Thursday, December 2, 2010

Fit to Be Crowned

Image via ErinHeartsCourt

Growing up, I had the chance to witness the wedding of many of my cousins in Greece.  And as a little girl, I would stand (as is customary) at the weddings of our relatives that were married in the Greek Orthodox church and just marvel at the beautiful customs.  The ceremony itself is full of symbolism and is, without a doubt, the most gorgeous religious service I have ever witnessed.  
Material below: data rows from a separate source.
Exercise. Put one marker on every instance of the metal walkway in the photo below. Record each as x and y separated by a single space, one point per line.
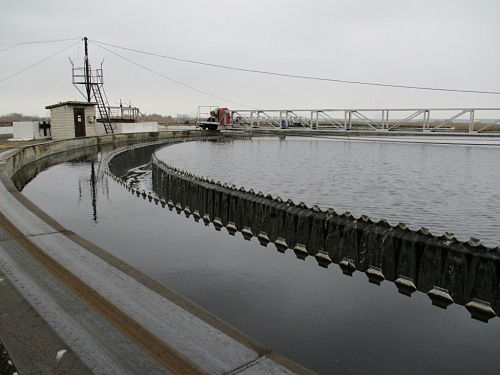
446 120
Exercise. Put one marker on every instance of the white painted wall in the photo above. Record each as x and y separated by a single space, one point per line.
6 130
27 130
63 121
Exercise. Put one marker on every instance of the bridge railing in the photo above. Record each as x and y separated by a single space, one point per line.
460 120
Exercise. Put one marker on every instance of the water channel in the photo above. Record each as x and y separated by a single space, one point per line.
318 317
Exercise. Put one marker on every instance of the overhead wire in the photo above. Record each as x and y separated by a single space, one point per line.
166 77
300 76
39 62
13 45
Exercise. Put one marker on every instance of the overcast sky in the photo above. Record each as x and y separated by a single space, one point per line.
440 43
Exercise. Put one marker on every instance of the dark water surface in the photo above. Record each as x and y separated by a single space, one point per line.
318 317
443 187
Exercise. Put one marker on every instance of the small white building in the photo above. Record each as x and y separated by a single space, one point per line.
72 120
28 130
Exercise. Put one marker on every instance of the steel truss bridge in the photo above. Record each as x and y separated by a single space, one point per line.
461 120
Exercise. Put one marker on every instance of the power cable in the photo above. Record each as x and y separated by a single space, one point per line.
13 45
302 76
39 62
170 79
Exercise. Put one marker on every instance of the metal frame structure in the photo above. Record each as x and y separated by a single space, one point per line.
413 120
93 81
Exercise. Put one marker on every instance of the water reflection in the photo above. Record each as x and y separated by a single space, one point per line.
318 317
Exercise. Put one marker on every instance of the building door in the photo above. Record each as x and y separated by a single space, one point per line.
79 122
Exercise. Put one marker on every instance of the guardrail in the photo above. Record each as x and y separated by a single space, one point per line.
463 120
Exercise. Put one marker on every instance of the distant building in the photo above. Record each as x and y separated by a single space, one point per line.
72 119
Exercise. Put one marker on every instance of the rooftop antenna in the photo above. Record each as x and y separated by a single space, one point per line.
92 81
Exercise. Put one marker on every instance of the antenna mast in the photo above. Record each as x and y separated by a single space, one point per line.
88 76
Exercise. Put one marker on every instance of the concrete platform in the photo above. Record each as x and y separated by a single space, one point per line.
69 307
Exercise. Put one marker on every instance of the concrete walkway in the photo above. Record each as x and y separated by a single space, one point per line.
69 307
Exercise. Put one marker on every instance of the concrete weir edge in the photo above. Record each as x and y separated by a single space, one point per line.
51 302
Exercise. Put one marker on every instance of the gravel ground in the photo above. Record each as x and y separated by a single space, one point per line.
6 366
My favorite part of the ceremony are the Stefana, or crowns.  The crowns are a symbol of the union between husband and wife, and their symbolism is best described by the Antiochian Archdioces of America's website:

We witness the groom and bride being crowned (visibly proclaimed) as the king and queen, respectively, of a new family, entrusted by God with the authority to rule their family in faith and love and harmony with Christ. They both share in this responsibility and privilege as a newly married couple...The crowns are then switched back and forth between the groom and bride’s head, signifying that they completely share their lives together. 

And I wished as a little girl that I could be married in a ceremony like that, if I ever got married, but um...I'm not Eastern Orthodox.   

Once we started to plan our wedding, the wheels started to turn.  I really wanted to include a bit of my mom's Greek culture in a way that felt authentic to me.  And that's where the crowns, or Stefana, came into play. 

So I asked my aunt if she'd ever seen a crowning ceremony performed in a Greek Protestant wedding, and she said yes!  Some of the rituals carried over from one denomination to the other, because religion is tied so closely to the culture. So instead of a unity candle or hand-binding ceremony, we incorporated the Stefana.  We asked my uncle, who is a pastor, to perform the ceremony in whatever way he felt comfortable. 

The ceremony has fallen out of favor, and isn't performed very often in my mom's church, so we had to do some digging!

My aunt helped me out on the research, since I have the reading skills of a 2nd grader when it comes to Greek.  And a little birdie told me that my mom had purchased the crowns to surprise me at my shower. And by little birdie, I mean my mom (she's terrible at keeping secrets).  

I was so extremely excited about this.  I'll admit that I worried if it was going to be too weird after getting a couple side-eyes from relatives and family friends.  But this just felt so perfect for us!  

Have you looked to your family's background or culture for ceremony inspiration?  Are there any traditions you are incorporating into your wedding?

1 comment:

  1. What a very cool tradition! I think it is great that you found something that you enjoyed, and even though it may not be a tradition in your family/religion per se, you will definitely make it work for you and your big day!

    Your wedding sounds so interesting, can't wait to catch up and follow along!